Amelia y Octavia ya estaban en casa cuando apareció de nuevo Bob.
—Lo siento mucho —dijo Amelia.
—Yo también —dijo Octavia. Parecía más vieja y más menuda.
—¿Durante todo este tiempo has sabido cómo transformarle? —Intenté que mi voz fuese equilibrada e imparcial—. ¿Tu intento fracasado no fue más que un fraude, entonces?
Octavia movió afirmativamente la cabeza.
—Temía no poder venir más por aquí si no me necesitabas. Habría tenido que quedarme en casa de mi sobrina. Y esto es mucho más agradable. Pero me remordía la conciencia y sabía que tenía que hacer algo pronto, sobre todo porque estoy viviendo aquí. —Movió su canosa cabeza de un lado a otro—. Soy una mala mujer por haber permitido que Bob siguiera unos días más en forma de gato.
Amelia estaba conmocionada. Era evidente que la caída en desgracia de su maestra era algo asombroso para Amelia, algo que eclipsaba su sentimiento de culpa por lo que en su día le había hecho a Bob. Amelia era, sin lugar a dudas, una persona que vivía el presente.
Bob salió del baño y se acercó a nosotras.
—Quiero regresar a mi casa de Nueva Orleans —dijo—. ¿Dónde demonios estamos? ¿Cómo llegué hasta aquí?
El rostro de Amelia perdió toda su expresividad. Octavia estaba seria. Salí sin hacer ruido de la estancia. Cuando las dos mujeres le contaran a Bob lo del Katrina, la situación sería desagradable. No me apetecía estar presente mientras Bob, además de todo lo que le había caído encima, intentaba procesar aquella terrible noticia.
Me pregunté dónde viviría Bob, si su casa o apartamento seguiría aún en pie, si sus propiedades continuarían intactas. Si su familia estaría viva. Escuché la voz de Octavia subiendo y bajando de volumen, y después un terrible silencio.
Al día siguiente fui con Bob a Wal-Mart para comprarle un poco de ropa. Amelia había obligado a Bob a aceptar algo de dinero y el chico no había tenido otro remedio que claudicar. Tenía ganas de alejarse de Amelia. Y no lo culpaba por ello.

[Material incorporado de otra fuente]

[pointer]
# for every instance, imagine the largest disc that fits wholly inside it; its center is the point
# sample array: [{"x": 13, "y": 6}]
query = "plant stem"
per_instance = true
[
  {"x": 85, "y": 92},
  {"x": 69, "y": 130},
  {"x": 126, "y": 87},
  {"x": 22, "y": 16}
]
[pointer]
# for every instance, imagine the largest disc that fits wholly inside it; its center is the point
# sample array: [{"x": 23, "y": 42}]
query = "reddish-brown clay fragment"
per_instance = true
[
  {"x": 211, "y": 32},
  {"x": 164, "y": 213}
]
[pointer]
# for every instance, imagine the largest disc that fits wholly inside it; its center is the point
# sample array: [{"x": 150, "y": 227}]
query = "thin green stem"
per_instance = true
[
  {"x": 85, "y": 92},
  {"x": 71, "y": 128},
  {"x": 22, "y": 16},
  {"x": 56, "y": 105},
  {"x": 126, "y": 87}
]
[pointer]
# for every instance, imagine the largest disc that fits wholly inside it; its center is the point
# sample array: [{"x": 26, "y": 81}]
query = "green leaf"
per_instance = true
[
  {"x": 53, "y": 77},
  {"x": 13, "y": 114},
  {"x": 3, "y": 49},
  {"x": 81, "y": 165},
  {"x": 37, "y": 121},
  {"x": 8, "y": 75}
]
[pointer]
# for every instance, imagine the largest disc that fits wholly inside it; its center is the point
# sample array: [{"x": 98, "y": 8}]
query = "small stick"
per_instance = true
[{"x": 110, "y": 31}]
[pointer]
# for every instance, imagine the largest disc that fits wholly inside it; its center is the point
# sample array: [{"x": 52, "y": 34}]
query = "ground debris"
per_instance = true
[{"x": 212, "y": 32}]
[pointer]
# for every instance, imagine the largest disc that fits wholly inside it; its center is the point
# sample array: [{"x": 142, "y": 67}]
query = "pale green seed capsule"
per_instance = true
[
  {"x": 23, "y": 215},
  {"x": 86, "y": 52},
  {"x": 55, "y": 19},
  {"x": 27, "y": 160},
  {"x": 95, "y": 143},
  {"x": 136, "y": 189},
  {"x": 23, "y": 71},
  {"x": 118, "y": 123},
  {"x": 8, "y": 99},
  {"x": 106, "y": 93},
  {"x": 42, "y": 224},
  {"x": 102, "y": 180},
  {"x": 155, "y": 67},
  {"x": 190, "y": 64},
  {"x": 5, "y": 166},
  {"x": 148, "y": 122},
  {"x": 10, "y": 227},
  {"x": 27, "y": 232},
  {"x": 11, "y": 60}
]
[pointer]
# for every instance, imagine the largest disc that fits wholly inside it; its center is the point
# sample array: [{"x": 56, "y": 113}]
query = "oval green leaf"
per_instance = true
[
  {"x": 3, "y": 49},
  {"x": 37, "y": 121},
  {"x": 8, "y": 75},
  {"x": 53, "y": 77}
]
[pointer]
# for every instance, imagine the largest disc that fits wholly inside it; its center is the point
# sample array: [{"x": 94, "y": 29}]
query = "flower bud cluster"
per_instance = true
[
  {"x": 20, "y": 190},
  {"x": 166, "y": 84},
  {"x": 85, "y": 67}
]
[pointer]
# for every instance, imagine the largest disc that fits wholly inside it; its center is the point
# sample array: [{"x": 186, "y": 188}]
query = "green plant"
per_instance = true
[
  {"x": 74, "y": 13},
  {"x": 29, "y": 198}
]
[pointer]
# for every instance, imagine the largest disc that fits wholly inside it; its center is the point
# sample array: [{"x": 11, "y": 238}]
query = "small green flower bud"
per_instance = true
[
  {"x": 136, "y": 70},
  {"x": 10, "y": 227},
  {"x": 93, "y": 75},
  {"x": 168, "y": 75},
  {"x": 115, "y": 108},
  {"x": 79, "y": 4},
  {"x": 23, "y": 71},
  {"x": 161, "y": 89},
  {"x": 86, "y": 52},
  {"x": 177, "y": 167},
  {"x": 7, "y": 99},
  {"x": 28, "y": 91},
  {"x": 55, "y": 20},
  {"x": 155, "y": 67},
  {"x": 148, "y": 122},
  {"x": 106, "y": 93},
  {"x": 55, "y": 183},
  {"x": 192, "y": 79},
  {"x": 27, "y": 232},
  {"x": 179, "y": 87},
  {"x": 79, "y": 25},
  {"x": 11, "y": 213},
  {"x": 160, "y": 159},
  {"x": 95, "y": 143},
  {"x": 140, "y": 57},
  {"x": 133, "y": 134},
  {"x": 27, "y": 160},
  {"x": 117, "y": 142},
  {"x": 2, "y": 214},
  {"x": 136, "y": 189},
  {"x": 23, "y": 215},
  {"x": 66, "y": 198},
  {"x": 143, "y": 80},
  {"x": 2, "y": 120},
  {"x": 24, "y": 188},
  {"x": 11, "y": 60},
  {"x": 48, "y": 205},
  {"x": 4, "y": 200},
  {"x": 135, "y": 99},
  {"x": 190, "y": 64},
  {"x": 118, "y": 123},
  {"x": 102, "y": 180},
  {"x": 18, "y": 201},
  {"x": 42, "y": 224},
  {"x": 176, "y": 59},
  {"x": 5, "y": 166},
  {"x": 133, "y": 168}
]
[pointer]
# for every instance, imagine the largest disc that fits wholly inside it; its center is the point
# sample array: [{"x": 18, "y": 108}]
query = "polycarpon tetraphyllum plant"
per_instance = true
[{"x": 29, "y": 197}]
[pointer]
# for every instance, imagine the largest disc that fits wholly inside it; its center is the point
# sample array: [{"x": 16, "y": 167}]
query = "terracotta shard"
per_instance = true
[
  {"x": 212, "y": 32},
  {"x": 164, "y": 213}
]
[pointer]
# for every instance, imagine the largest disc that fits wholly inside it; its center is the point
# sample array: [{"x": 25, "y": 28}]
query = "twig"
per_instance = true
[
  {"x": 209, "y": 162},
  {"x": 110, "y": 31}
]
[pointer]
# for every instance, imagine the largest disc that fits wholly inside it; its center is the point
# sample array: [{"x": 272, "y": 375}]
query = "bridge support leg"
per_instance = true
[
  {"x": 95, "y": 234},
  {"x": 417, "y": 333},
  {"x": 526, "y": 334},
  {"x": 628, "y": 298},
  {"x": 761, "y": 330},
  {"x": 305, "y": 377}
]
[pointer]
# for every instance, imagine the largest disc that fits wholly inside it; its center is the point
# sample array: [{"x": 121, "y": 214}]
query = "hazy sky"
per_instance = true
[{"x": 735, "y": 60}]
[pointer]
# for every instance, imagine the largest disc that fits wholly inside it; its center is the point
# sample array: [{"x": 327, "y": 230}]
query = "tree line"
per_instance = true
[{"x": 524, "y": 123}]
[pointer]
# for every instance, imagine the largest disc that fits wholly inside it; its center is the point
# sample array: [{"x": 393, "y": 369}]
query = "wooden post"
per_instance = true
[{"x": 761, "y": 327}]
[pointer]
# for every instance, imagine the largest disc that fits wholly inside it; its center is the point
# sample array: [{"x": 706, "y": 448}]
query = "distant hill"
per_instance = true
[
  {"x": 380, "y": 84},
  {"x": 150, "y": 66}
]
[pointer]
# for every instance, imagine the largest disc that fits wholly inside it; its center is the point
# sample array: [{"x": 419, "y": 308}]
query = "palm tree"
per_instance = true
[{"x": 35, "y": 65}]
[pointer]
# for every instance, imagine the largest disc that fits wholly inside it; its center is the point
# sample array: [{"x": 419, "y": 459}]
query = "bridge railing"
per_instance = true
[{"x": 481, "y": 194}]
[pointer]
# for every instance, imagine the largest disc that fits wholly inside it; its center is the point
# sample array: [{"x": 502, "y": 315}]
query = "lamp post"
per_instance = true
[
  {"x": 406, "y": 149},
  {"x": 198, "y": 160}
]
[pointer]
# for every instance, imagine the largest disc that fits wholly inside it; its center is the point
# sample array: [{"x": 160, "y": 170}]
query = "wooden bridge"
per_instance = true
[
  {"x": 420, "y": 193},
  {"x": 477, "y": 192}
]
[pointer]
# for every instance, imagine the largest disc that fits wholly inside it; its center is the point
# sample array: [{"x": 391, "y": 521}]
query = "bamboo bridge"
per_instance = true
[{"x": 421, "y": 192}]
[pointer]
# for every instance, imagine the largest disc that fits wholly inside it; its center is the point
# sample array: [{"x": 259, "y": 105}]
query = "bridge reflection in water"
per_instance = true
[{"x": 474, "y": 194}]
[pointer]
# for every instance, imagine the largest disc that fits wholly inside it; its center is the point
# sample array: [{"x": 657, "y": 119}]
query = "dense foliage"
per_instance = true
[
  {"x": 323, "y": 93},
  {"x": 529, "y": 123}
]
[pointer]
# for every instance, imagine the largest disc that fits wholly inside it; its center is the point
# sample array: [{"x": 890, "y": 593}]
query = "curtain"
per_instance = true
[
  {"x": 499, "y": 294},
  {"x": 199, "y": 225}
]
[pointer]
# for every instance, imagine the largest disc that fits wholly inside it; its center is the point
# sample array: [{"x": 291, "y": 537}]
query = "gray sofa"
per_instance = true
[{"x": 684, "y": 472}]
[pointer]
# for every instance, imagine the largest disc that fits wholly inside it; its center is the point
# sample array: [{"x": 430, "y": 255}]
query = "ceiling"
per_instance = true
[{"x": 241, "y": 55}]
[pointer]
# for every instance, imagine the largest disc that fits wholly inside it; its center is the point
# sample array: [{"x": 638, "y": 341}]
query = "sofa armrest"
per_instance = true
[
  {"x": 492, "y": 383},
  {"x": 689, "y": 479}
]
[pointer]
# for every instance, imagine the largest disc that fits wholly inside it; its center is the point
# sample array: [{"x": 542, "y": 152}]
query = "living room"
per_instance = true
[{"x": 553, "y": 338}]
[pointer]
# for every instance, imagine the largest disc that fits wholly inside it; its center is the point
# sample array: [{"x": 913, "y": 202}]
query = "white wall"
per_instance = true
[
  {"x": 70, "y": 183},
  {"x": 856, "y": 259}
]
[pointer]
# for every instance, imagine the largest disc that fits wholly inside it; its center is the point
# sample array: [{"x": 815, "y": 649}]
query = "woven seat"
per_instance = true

De camino hacia la ciudad, Bob no paró de parpadear, observándolo todo asombrado. Cuando entramos en la tienda, fue corriendo al pasillo más cercano y se frotó la cabeza contra la esquina. Sonreí a Marcia Albanese, una anciana adinerada que era miembro del comité de dirección de la escuela. No la había visto desde la fiesta de despedida de soltera de Halleigh.
—¿Quién es tu amigo? —preguntó Marcia. Era una pregunta tanto de sociabilidad natural como de curiosidad. No preguntó por los frotamientos de cabeza, lo que me granjeó su simpatía para siempre.
—Te presento a Bob Jessup, Marcia, que está de visita en la ciudad —dije, deseando haber preparado de antemano alguna historia. Bob saludó a Marcia con un ademán de cabeza y, con los ojos abiertos como platos, le tendió la mano. Al menos no la empujó con la cabeza, ni le pidió que le rascase las orejas. Marcia le estrechó la mano y le dijo a Bob que estaba encantada de conocerle.